Now, I doubt that it will come as a surprise, but I am rather a newbie at this whole R thing, and as I later found out, loops in R should be avoided at all costs. After hacking around with my code, I found that its critical path looked something like this:
total <- 0
for(i in 1:nrow(dataset)){
total <- total + sum( dataset[i,1:25]*coef )
}
Now this is very simple loop, and it seemed to me somewhat less than obvious that it would beget a significant performance bottleneck. Ever so naturally, then, it did.
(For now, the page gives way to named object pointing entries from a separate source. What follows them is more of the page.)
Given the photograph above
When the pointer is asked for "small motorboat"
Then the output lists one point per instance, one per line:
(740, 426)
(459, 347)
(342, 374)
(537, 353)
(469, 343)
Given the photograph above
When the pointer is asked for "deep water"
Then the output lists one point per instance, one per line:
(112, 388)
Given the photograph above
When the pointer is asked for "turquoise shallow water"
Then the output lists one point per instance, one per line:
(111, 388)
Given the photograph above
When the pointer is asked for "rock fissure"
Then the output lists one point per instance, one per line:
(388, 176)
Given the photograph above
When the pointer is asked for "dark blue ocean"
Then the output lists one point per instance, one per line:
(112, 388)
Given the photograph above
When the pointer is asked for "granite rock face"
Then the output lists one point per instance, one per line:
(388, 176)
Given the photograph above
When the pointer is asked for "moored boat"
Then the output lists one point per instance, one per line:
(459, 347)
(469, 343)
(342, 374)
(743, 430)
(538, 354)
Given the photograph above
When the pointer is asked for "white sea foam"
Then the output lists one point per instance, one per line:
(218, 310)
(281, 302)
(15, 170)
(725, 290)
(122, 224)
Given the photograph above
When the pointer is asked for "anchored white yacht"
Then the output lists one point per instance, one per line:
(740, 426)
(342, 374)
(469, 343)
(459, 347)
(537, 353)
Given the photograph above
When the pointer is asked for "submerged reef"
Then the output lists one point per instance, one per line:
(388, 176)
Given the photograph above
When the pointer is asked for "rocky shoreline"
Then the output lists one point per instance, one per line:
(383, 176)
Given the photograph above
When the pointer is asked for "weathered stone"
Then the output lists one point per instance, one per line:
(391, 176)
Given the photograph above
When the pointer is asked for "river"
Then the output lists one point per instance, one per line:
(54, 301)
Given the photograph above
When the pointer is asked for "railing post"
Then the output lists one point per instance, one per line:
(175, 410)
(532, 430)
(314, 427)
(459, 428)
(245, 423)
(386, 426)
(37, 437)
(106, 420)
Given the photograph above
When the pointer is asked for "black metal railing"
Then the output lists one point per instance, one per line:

Ironically, the solution here is to use code more along the lines of the map-reduce paradigm, something I would have loved to do in the first place, were not I overcome by the cryptic nature of R’s documentation. After all, my favorite languages are all variants of lisp, and I am no stranger to functional programming. After some digging, I stumbled across apply, which more-or-less functions along the lines of map in scheme or clojure. So I tried:
my_sum <- function(x){ sum( x[1:25]*coef ) }
sum( apply( dataset, my_sum ) )
In addition to being more elegant, this is much, much faster. What was taking hours, now takes tens of seconds. Apparently, R has a fast backend implementation for this sort of thing. So, this post is dedicated to as a warning to my fellow inexperienced users: avoid iterative loops in R!